In some ways, we could celebrate having 20 new houses in Palo Alto, even at market rate.
(Although initially I agreed with Mrs. Davis, the mother of Julian Davis, that there was merit in preserving Palo Alto’s last stone fruit orchard).
Also, why did we not consider Buena Vista and Maybell in the same breath?
Maybe we should use Buena Vista as precedent and buy the entire inventory at “Orchard Park”, even at market rate, and then lease it to artists or musicians at a subsidy, using taxes on Tesla and Palantir to make up the delta?
I also think we can tie Orchard Park to the skatepark initiative and build an amenity at Juana Briones Park, which actually already has some grassy dips and hills.
Apropos of reporting by Hepler, I never thought of Palo Alto Forward as progressive – -they seemed to be doing the bidding of developers.
Read George Packer, “The Unwinding”. Government fails, at local and national levels, because people do not put energy into the system. Special interests prosper in the vacuum.
The rich get richer. The richer get richerer using computers. Doh!

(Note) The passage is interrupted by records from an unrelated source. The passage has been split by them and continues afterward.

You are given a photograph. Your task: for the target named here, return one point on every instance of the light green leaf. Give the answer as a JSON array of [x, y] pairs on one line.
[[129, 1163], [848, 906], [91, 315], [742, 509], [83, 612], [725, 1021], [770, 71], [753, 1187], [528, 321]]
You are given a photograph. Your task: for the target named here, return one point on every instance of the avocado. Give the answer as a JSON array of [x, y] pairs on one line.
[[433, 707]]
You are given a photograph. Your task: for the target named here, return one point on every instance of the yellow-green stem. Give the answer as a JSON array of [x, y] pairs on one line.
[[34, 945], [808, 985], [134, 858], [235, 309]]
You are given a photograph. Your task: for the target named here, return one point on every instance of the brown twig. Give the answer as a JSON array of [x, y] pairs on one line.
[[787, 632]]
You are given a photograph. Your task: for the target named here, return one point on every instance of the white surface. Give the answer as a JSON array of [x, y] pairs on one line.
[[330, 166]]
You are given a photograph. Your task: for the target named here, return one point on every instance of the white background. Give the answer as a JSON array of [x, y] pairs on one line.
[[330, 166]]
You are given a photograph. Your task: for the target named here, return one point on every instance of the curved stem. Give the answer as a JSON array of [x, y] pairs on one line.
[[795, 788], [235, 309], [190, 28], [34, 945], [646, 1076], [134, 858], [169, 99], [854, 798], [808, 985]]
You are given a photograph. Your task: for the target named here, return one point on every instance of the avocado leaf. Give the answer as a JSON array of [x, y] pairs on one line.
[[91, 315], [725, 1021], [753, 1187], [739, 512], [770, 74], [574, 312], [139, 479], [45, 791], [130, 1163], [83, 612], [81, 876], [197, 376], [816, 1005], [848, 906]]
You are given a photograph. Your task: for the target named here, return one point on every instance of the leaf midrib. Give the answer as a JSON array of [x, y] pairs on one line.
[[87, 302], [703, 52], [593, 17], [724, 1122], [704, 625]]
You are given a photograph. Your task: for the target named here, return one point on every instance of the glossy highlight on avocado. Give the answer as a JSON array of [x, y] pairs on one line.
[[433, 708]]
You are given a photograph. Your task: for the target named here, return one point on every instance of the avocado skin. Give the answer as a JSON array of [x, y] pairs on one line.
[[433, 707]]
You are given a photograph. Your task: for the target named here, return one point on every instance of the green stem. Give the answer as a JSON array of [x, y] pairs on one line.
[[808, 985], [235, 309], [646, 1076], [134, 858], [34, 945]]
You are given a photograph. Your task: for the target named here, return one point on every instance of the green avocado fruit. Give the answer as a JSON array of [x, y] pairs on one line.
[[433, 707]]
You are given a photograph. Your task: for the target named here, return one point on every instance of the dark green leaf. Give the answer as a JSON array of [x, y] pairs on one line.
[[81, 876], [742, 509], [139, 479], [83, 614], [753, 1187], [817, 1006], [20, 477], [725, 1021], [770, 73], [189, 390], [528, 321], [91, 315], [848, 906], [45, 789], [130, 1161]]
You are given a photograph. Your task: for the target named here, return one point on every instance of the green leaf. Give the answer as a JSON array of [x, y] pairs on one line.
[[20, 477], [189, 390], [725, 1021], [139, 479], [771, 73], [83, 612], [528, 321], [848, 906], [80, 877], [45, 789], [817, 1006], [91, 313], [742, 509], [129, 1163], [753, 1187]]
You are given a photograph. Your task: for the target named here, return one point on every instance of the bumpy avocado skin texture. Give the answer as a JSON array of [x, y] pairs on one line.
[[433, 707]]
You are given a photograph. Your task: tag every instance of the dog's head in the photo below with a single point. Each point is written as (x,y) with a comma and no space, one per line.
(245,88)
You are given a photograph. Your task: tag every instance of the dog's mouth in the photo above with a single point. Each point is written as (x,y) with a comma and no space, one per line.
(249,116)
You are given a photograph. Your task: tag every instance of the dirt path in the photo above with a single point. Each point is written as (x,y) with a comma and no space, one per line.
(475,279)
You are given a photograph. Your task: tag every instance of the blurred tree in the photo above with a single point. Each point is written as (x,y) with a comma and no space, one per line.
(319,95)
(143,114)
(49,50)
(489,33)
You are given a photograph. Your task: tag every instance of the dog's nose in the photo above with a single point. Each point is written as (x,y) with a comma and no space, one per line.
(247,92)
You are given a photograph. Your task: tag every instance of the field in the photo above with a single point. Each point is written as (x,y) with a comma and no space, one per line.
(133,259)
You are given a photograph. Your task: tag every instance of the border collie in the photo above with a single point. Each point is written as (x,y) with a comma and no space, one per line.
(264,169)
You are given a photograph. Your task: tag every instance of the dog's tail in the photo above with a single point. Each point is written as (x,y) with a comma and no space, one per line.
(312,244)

Hepler’s reporting reminds us that The San Francisco Chronicle is a Hearst paper, the people who invented “yellow journalism”. She implied that a racist act in 1946 in Redwood City happened in Palo Alto. Better would be to substantiate or refute my claim that real estate developers interfere with the ideal that local leadership like Dubois, Burt, Tanaka and Kou are responsive to or representative of their constituents A related question is whether regional papers like The Merc or The Chron are independent of business interests (see Noam Chomsky “Manufacturing Consent” and Ben Bagdikian “The Media Monopoly” beyond George Packer’s more recent book, which borrows from Dos Passos; which reminds me: Palo Alto has a cluster of banks —plus town houses — where the Times Tribune and its press were situated; Laurene Powell Jobs’ Emerson project occupies a new building on University that was The Nevada Building that had office space for poet laureate Al Young: we are better at turning block chain into billions but worse at describing squirrels on our rooftops or divining meaning from such). Hepler’s fresh eyes on the issues could improve on the seriously flawed coverage by local rags like The Weekly and The Post.